Others in the large cast are Mike Birr as Artie, John Brown as“Crooner/Mr. Fisher/Lieutenant, Katherine Cooper as Florence/Dakota Doran, Jesse Cortez as Ted, Ayelet Firstenberg as Celeste, Cameron La Brie as Bobby, Jack O’Reilly as Ray, Alison Quin as Cotillion Guest/Clune, Nathaniel Rothrock as Dino, DC Scarpelli as Crooner/Pinhead/Mr. Fletcher/Headwaiter, Kalon Thinodeaux as Hank, and Caitlin Waite as Mildred.

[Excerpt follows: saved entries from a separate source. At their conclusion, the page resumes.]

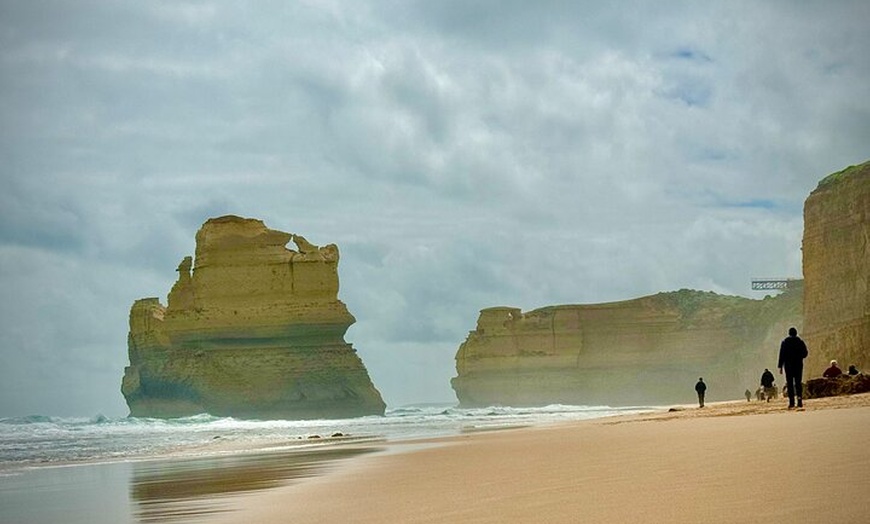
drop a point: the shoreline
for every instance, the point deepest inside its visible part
(731, 461)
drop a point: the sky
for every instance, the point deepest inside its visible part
(461, 154)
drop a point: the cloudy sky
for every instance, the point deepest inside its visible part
(461, 154)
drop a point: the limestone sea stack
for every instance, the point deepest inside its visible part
(836, 267)
(252, 329)
(646, 351)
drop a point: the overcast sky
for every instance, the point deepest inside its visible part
(461, 154)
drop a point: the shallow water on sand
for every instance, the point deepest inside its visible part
(120, 471)
(187, 490)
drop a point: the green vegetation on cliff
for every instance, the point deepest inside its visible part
(834, 178)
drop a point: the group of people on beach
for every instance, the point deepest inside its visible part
(792, 352)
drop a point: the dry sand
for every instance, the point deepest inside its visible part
(729, 462)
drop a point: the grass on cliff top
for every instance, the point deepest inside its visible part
(834, 178)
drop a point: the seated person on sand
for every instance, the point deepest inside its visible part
(833, 371)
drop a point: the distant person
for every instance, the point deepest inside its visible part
(767, 384)
(792, 352)
(833, 371)
(701, 389)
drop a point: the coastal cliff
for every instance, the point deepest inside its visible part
(836, 267)
(252, 329)
(645, 351)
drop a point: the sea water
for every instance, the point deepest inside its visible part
(35, 441)
(130, 470)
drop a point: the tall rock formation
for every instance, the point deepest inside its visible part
(252, 329)
(836, 266)
(646, 351)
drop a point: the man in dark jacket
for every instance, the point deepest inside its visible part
(700, 389)
(792, 352)
(767, 384)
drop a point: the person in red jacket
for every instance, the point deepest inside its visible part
(833, 371)
(792, 352)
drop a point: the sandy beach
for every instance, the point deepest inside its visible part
(729, 462)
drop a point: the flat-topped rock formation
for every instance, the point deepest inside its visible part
(646, 351)
(836, 266)
(252, 329)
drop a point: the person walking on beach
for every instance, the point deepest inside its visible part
(700, 388)
(792, 352)
(767, 384)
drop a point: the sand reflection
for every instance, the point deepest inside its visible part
(189, 490)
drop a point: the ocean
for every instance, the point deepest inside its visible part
(136, 470)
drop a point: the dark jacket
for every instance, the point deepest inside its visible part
(792, 352)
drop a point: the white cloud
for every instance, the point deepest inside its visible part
(461, 156)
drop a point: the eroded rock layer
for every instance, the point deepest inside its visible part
(645, 351)
(252, 329)
(836, 266)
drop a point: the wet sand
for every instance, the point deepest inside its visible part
(177, 490)
(729, 462)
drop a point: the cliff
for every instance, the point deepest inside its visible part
(252, 329)
(836, 267)
(645, 351)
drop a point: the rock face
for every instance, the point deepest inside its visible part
(646, 351)
(836, 266)
(252, 329)
(842, 385)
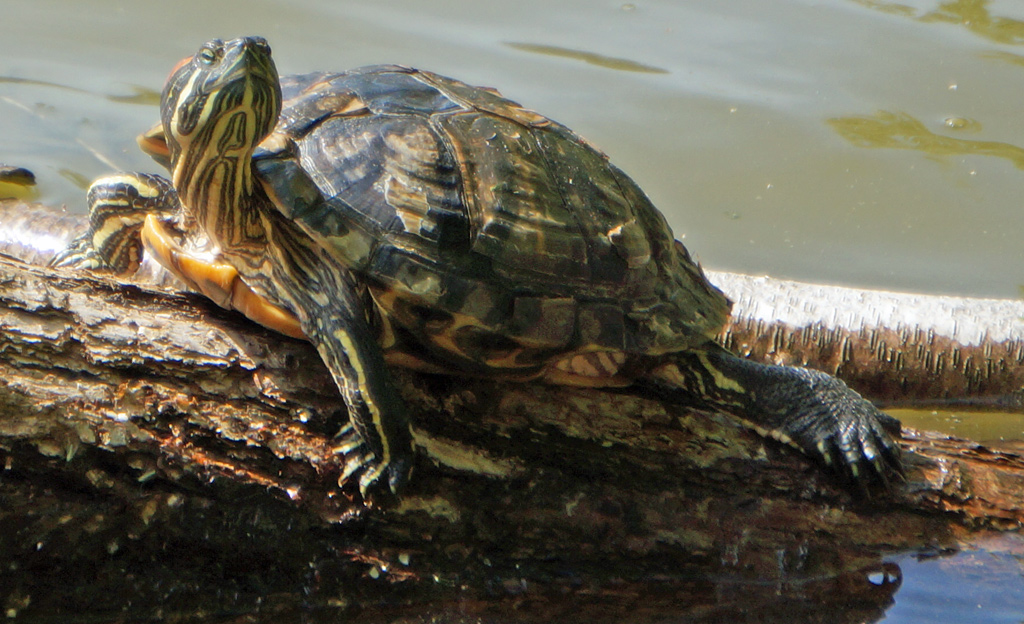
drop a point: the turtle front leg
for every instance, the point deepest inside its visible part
(377, 445)
(118, 207)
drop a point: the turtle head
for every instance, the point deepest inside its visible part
(220, 104)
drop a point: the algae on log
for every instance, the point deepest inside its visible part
(163, 454)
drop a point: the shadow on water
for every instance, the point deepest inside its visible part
(972, 14)
(139, 94)
(611, 63)
(902, 131)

“Saturday Night is a treat to produce for many reasons,” say the company executive directors. “First and foremost is the music and lyrics of a 23-year-old Stephen Sondheim. Even though the story and songs are relatively lighthearted (especially considering some of the material Mr. Sondheim tackled later in his career), there is a maturity and wit in his music that outstrips the work of composers with decades of experience on Broadway.
“The show itself is also a treat for audiences — the characters are endearing, and many are hopelessly romantic and optimistic. You’ll leave the theater wanting to share their joy for life and love — something that is sorely needed in today’s often cynical and polarized world.”